Pular para o conteúdo principal

Iorubás, Jejes e Bantos entre as Primeiras Civilizações

Por Alan Geraldo Myleo

Uma das principais omissões historiográficas do ensino de História no Brasil e no mundo é a associação de “primeiras civilizações” restrita aos povos do crescente fértil (Egito e Mesopotâmia).
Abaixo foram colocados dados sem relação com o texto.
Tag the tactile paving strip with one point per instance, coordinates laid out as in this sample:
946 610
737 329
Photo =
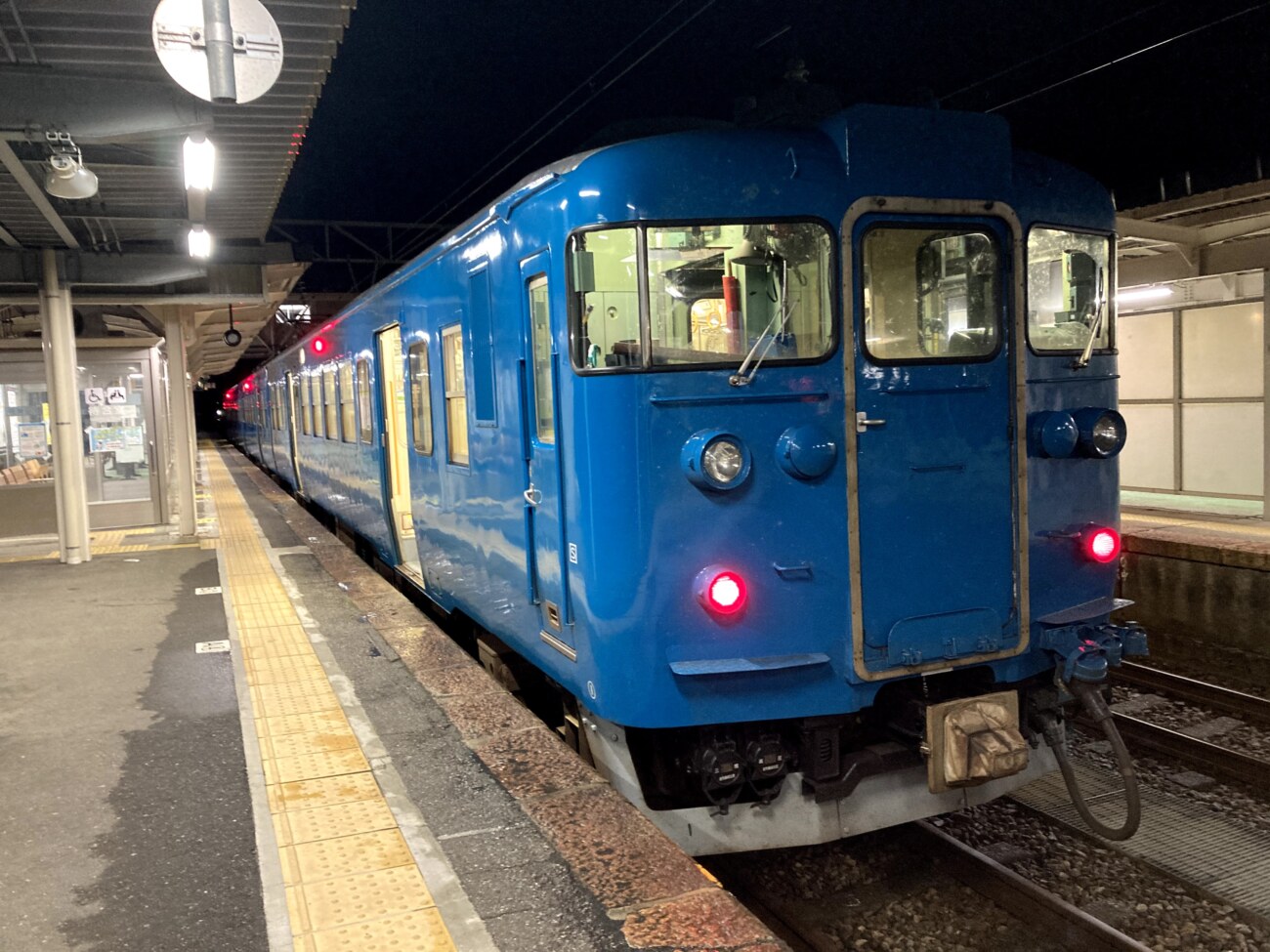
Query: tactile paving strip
352 883
1202 847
Utilizando critérios como domínio da agricultura, domesticação de animais, religião organizada, governos teocráticos, comércio e cidades-estados, os Egípcios, Persas, Fenícios, Hebreus e outros são considerados primeiras civilizações.
Crescente Fértil: Oriente Médio
A historiografia, ainda eurocêntrica, não aponta, nem mesmo em hipóteses, que os povos da África Subsaariana tiveram o mesmo tipo de organização, em torno de importantes rios da Bacia do Níger como Ògúm, Obá, Oxum, Erinlé, ou mesmo os inúmeros rios que compõem a bacia do Congo. e outros.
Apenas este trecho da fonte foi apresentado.